Curcumina e outros antioxidantes
A curcumina é um composto fenólico que é usado na medicina tradicional para tratamento de várias doenças inflamatórias e imuno-mediadas (24).
Um estudo randomizado demonstrou a eficácia na indução de remissão da suplementação de 1 g/dia de curcumina em associação com imunossupressores (25); outro estudo do mesmo tipo teve resultados semelhantes com a suplementação de 3 g/dia na indução da remissão da colite ulcerosa (26).
No entanto, foi utilizada curcumina na forma pura pelo que é difícil extrapolar os resultados de forma imediata para as preparações comerciais disponíveis no mercado.
Outros compostos fenólicos como os contidos nos mirtilos ou em chás de ervas podem ter efeitos antioxidantes e anti-inflamatórios com potencial benefício na manutenção da taxa de remissão da colite ulcerosa. No entanto, uma vez que apenas foram realizados ensaios pré-clinicos em animais, não é possível ainda extrapolar estes resultados para humanos (27).

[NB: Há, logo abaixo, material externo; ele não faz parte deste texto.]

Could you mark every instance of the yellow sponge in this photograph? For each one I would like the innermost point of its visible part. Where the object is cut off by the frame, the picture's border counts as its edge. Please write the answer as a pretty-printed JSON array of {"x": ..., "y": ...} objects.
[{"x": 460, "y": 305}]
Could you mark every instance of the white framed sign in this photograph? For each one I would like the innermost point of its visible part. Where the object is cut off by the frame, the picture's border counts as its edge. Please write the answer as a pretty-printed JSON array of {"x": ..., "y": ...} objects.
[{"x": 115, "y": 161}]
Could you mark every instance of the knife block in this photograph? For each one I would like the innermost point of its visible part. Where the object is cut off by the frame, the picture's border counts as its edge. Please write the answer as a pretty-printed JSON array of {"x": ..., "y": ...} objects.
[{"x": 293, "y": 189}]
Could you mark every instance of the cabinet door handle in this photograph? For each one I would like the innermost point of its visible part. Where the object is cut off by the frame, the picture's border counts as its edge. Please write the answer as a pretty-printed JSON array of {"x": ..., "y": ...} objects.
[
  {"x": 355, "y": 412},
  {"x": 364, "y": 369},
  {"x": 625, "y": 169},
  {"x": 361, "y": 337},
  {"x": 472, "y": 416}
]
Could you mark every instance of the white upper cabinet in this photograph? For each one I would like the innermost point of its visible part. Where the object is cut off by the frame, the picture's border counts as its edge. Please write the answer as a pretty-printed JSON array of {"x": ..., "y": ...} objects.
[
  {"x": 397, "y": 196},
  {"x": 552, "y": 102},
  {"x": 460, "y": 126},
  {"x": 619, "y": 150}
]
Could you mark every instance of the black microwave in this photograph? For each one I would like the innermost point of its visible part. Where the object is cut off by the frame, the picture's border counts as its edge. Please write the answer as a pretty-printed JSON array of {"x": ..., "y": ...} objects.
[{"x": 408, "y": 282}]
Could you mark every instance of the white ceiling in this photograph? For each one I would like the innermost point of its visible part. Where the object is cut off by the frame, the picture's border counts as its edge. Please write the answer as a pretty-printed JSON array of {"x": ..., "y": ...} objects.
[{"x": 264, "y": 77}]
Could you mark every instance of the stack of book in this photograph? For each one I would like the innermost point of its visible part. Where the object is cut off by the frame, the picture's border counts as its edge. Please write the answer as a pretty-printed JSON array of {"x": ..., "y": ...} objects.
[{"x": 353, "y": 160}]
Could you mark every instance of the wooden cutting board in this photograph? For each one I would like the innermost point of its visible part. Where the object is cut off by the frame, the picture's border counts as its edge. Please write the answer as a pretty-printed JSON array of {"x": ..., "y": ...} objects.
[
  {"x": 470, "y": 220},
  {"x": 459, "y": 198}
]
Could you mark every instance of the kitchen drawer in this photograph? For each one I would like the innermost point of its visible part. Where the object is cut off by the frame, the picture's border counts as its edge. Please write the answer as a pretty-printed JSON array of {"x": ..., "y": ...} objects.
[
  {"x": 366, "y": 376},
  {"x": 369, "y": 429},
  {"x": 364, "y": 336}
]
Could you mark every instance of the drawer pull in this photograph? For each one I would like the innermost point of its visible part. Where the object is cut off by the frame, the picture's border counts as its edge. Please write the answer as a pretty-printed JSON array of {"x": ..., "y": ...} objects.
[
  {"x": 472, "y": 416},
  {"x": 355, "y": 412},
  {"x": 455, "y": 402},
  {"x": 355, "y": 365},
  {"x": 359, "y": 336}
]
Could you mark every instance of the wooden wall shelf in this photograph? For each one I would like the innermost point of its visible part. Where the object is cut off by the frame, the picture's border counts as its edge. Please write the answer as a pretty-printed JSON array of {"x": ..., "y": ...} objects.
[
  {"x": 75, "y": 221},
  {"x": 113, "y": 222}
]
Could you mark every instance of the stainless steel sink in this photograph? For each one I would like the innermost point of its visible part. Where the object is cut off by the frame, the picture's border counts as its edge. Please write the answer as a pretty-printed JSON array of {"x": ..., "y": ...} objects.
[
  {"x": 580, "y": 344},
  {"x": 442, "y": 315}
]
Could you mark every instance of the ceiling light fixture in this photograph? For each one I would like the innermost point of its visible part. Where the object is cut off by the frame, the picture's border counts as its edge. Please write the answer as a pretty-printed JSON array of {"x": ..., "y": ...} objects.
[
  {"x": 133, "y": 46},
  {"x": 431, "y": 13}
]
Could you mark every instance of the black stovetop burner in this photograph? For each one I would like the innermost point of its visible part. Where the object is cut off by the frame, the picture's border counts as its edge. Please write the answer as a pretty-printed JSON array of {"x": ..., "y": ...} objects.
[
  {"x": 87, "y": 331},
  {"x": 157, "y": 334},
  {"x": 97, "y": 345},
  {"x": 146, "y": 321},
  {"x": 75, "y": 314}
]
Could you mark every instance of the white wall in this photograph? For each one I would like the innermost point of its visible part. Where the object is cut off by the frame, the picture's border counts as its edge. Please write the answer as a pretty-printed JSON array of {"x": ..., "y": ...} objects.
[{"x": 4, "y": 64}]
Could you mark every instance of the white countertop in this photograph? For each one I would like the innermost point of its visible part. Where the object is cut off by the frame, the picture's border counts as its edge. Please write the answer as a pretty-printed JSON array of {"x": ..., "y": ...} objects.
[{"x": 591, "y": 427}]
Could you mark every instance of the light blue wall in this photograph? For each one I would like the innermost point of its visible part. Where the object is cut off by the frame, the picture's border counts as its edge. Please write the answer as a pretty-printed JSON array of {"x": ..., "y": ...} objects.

Colite e alimentação: o que não comer
A relação entre colite e alimentação, seja a última como fator de risco ou enquanto agente que pode despoletar crises, está bem estudada.
Neste sentido, preconiza-se uma dieta pobre em fibra e isenta de resíduos e sugere-se uma lista de alimentos a retirar no caso de estar na fase ativa desta doença, salientando que não se recomenda a restrição de fibra em doentes com doença inflamatória intestinal em remissão e na ausência de estenoses intestinais (1).
- Farinhas integrais utilizadas para fazer pão, em cereais ou massas integrais
- Arroz integral, aveia, quinoa, trigo-sarraceno, millet e espelta
- Frutas oleaginosas como cajus, avelã, nozes, amêndoas entre outros
- Sementes como sésamo, linhaça, girassol, abóbora e chia
- Leguminosas como feijão (todos incluindo o de soja), grão-de-bico, ervilha
- Frutas com casca, desidratadas ou com sementes que não possam ser retiradas (morango, amora, etc)
- Vegetais crus, com casca e com sementes
- Carnes vermelhas e processadas, e ovos (devido ao teor de ácido linoleico e de compostos de enxofre e cistina)
- Leite e produtos lácteos (devido à presença de compostos de enxofre e teor variável de resíduo, nomeadamente a lactose)
- Margarinas e óleos vegetais para cozinhar
Colite e alimentação: o que comer
Uma vez que uma dieta pobre em fibra e isenta de resíduos é mandatória no caso de agudização da doença, estes são os alimentos que deve incluir no seu dia-a-dia:
- Pães, cereais e biscoitos confecionados com farinhas refinadas e sem sementes
- Massas brancas e arroz branco
- Frutas enlatadas, cozidas, assadas, em puré ou em sumos, eliminando sempre a polpa
- Deve evitar a ameixa, devido ao seu conteúdo em polióis naturais
- Sopas passadas, purés de legumes sem casca nem sementes
- Carnes brancas sem pele e peixe, especialmente o gordo como salmão ou a cavala
- Manteiga de amendoim ou outras frutas oleaginosas
- Azeite
É importante relembrar que retirar as fibras da sua alimentação pode ter um impacto negativo no bem-estar geral. Após estabilizar a doença e de forma a aumentar as hipóteses de remissão da colite ulcerosa, introduza gradualmente os alimentos ricos em fibra na sua dieta.
Consulte-se com o seu médico ou nutricionista antes de iniciar qualquer dieta de eliminação ou introduzir algum suplemento alimentar.